I am not sold, yet, on what being a gunslinger means, violence toward children being a right and proper spur for them to go out and be nobly violent themselves; and I am not sold on the aura of -- guilt? certainly danger -- which characterises most lust and sex, as regards the three female minor characters (there are currently no female major characters, though I'm already up to the bit of book two where that changes). I'm not unwilling to be sold them, I'm just watching those spaces in the series with interest to see what they do.

I can imagine why a later King might want to go back and integrate this book with what follows: having glanced through a comparison of what the differences between the editions actually are, the bulk of them seem to involve little bits of worldbuilding, putting in more hints that the gunslinger has specific cultural knowledge of a place not ours.
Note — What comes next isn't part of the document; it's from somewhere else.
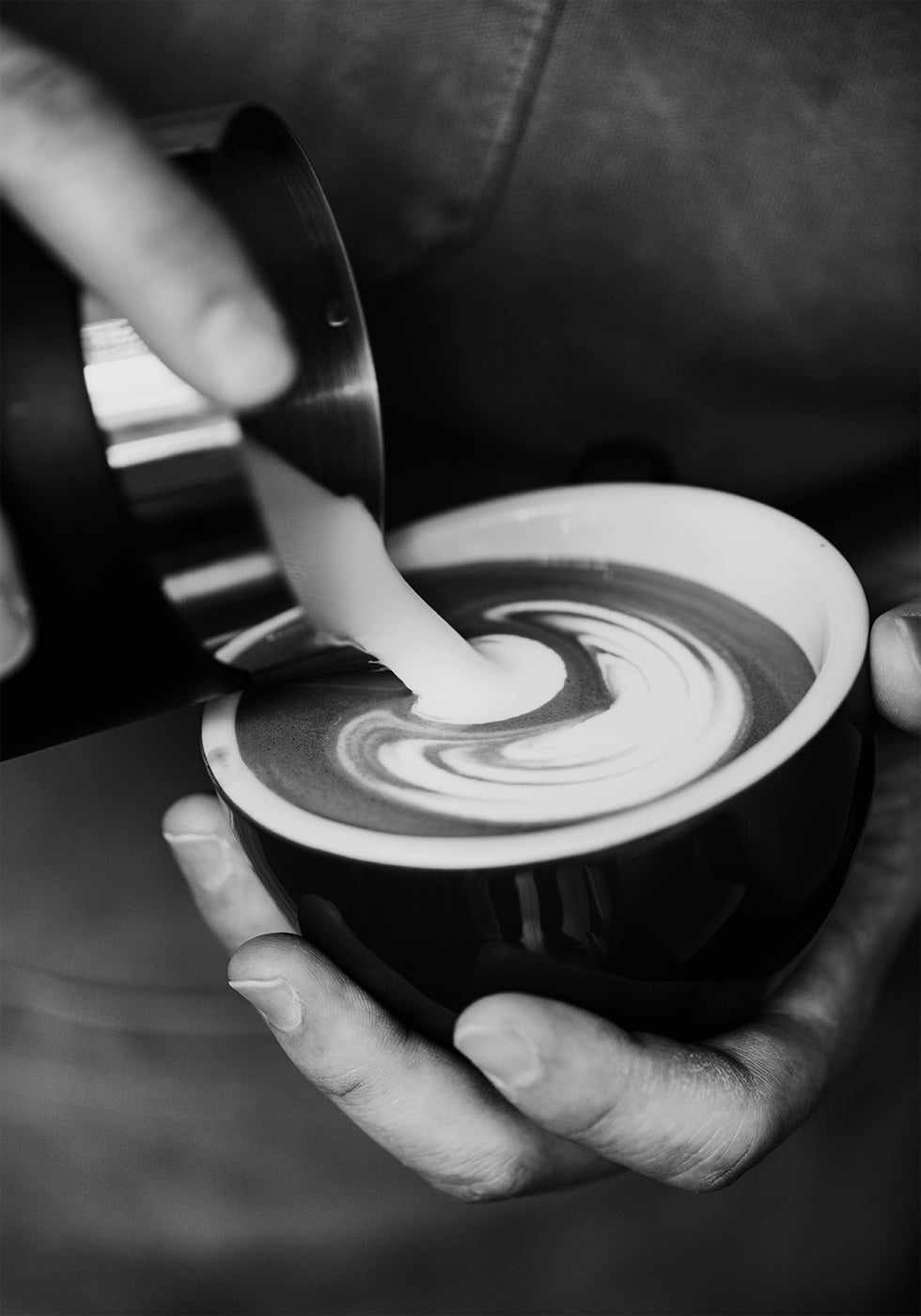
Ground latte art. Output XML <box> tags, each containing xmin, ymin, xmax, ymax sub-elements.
<box><xmin>336</xmin><ymin>599</ymin><xmax>749</xmax><ymax>828</ymax></box>
<box><xmin>237</xmin><ymin>562</ymin><xmax>813</xmax><ymax>837</ymax></box>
I think I'd rather have the rough edges, because I like the sense that King is finding the story as he goes. (Also, the man in black is less nasty in this edition to the tune of one unpleasant mind game -- that's the one change I actually noticed, reading -- and I like him more that way, subtler, less cut-and-dried, but still just as inclined to think of pain and life as two equally good jokes). The landscape of the first edition doesn't feel worldbuilt, it doesn't even seem clear that it's set in a world, not one that could be mapped, anyway, or have its relationship to our world precisely defined. The world has, as is often remarked, moved on, but whether that's a description of societies collapsing, or people looking back toward youth, or a metaphysical event, isn't spelled out -- I suspect the answer may be 'all of the above.'

(And now I'm partway through book two, and confused as to why he didn't choose to revise it instead of the first one. It keeps going back and forth between bits I find interesting and compelling and bits where I look up from the page and go, "Really, Steven King?" More to follow).